When I returned home, I immediately began planning an independent Marine embed consisting of just John and myself. After 14 months of planning (and a little subterfuge), the dream finally became a reality. John and I departed to Iraq from Atlanta, Georgia on 27 February 2008. It seemed as if our trip was blessed from the start, as every aspect of our journey went incredibly smooth. There were lots of twists and turns, but we were determined to get to the ambush site to perform the memorial service.

I owe a great debt of gratitude to USMC Msgt Willie Ellerbrock, my Marine PAO. When I first spoke with him while I was in Baghdad awaiting a helo flight, Ellerbrock said he'd meet us in Fallujah and we could patrol with the Marines there. I told Ellerbrock that my plan had always been to get to Ramadi. Ellerbrock told me that we could only go to Fallujah, and could see the same type of operations there as were being conducted in Ramadi. I explained that my "assistant" was actually a Gold Star father, and we were trying to get to the actual site in Ramadi where his son and 11 other Marines were killed-in-action to perform a memorial service. After a long silence, Ellerbrock said he would see what he could do, and that he would meet our helo in Fallujah. A short while later, John and I climbed aboard a CH-53 and flew into Fallujah, where Ellerbrock met us. Ellerbrock and his team, including Amy Forsythe, had made some calls and gotten us permission to go into Ramadi. His commanding officers were also intrigued with my plan, and provided assistance, including an escort to the ambush site by USMC Major General John Kelly, who at that time was the Commander in Chief of MNFI-W (Multi-National Forces Iraq - West.)

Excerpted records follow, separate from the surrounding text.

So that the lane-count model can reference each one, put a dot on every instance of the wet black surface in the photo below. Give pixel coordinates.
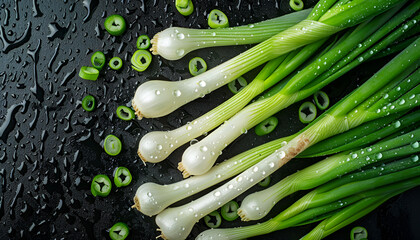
(50, 148)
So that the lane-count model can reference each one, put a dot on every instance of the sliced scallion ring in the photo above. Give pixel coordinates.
(237, 85)
(141, 60)
(307, 112)
(296, 5)
(229, 211)
(88, 103)
(115, 63)
(266, 182)
(358, 233)
(213, 220)
(122, 177)
(197, 66)
(217, 19)
(143, 42)
(322, 100)
(89, 73)
(101, 186)
(119, 231)
(98, 60)
(125, 113)
(267, 126)
(187, 10)
(115, 25)
(112, 145)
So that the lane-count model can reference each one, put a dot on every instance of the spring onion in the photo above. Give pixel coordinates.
(119, 231)
(143, 42)
(217, 19)
(267, 126)
(98, 60)
(112, 145)
(141, 60)
(320, 24)
(89, 73)
(122, 177)
(125, 113)
(175, 42)
(307, 112)
(115, 63)
(322, 100)
(115, 25)
(88, 103)
(101, 186)
(237, 85)
(197, 66)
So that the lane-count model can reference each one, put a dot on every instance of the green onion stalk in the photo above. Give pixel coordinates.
(158, 145)
(329, 67)
(257, 205)
(159, 98)
(175, 42)
(362, 105)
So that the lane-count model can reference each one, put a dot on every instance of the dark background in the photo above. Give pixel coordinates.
(50, 148)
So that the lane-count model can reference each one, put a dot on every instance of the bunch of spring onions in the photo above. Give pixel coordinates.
(393, 89)
(158, 98)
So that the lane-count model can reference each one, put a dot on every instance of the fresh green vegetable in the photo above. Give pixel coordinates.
(240, 82)
(197, 66)
(88, 103)
(229, 211)
(141, 60)
(184, 10)
(122, 177)
(115, 25)
(267, 126)
(98, 60)
(217, 19)
(322, 100)
(101, 186)
(112, 145)
(125, 113)
(296, 5)
(213, 220)
(143, 42)
(307, 112)
(89, 73)
(115, 63)
(119, 231)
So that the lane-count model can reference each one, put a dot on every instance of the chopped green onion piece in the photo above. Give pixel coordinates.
(213, 220)
(186, 11)
(233, 85)
(358, 233)
(217, 19)
(119, 231)
(122, 177)
(115, 63)
(98, 60)
(267, 126)
(197, 66)
(115, 25)
(307, 112)
(89, 73)
(266, 182)
(296, 5)
(101, 186)
(229, 211)
(125, 113)
(322, 100)
(112, 145)
(88, 103)
(141, 60)
(143, 42)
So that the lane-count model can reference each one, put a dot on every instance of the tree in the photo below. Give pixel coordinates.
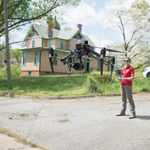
(16, 53)
(22, 12)
(2, 57)
(134, 25)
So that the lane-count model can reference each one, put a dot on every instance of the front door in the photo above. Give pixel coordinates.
(87, 66)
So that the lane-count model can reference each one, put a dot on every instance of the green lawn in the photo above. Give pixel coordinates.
(63, 85)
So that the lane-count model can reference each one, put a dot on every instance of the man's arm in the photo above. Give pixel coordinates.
(129, 78)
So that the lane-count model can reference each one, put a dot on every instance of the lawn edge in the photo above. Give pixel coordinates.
(20, 139)
(67, 97)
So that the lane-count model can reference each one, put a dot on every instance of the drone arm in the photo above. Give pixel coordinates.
(67, 56)
(92, 51)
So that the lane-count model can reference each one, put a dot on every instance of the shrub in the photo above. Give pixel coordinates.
(15, 71)
(102, 78)
(92, 85)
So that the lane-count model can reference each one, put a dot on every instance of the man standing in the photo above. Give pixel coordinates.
(126, 88)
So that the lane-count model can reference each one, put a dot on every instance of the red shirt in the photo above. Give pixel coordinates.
(126, 74)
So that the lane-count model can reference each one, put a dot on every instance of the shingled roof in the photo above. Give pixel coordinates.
(65, 33)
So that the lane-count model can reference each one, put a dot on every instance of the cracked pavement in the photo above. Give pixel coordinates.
(78, 124)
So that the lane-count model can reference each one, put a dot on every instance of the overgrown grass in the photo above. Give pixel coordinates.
(20, 139)
(63, 85)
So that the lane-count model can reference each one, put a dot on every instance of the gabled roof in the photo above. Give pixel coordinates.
(65, 33)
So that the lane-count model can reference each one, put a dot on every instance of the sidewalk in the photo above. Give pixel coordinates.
(9, 143)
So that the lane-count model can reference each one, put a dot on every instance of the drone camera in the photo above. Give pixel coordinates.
(78, 66)
(79, 46)
(103, 52)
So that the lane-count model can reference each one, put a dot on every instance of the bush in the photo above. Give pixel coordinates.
(92, 85)
(103, 78)
(15, 71)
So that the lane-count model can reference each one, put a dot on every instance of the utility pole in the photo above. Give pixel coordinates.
(7, 45)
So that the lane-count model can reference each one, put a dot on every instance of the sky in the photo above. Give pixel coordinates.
(88, 13)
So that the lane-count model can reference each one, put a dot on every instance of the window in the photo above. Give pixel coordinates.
(45, 43)
(50, 43)
(29, 73)
(33, 35)
(24, 58)
(36, 58)
(61, 44)
(47, 73)
(33, 43)
(56, 61)
(98, 65)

 On 6 Mar 2008, I had the honor of standing alongside John Wroblewski, USMC Major General John Kelly, and the men of 2/8 Marines, PSD Company at the exact spot where John's son, 2Lt J.T. "Ski" Wroblewski fell in combat. John stated that we were there to honor the memories of the fallen of 2/4, and solemnly read the names of the fallen: "LCpl Benjamin Carman, LCpl Marcus Cherry, PFC Christopher Cobb, LCpl Kyle Crowley, PFC Deryk Hallal, PFC Ryan Jerabek, PFC Moises Langhorst, LCpl Travis Layfield, HM3 Fernandez Mendez (Aceves), LCpl Anthony Roberts, SSgt Allan Walker, and my hero, 2Lt John ThomasWroblewski."

When John finished speaking the names of the fallen, he asked PSD Company and Major General John Kelly to give a loud "Oo-rah" in honor of these men. This raw, heartfelt cheer echoed throughout the alleyway and surrounding houses, bringing chills to my spine, before it faded into the palm groves surrounding us.

We must always remember these men and the sacrifices they and their families made on that terrible day, 6 April 2004. I know I will never forget them.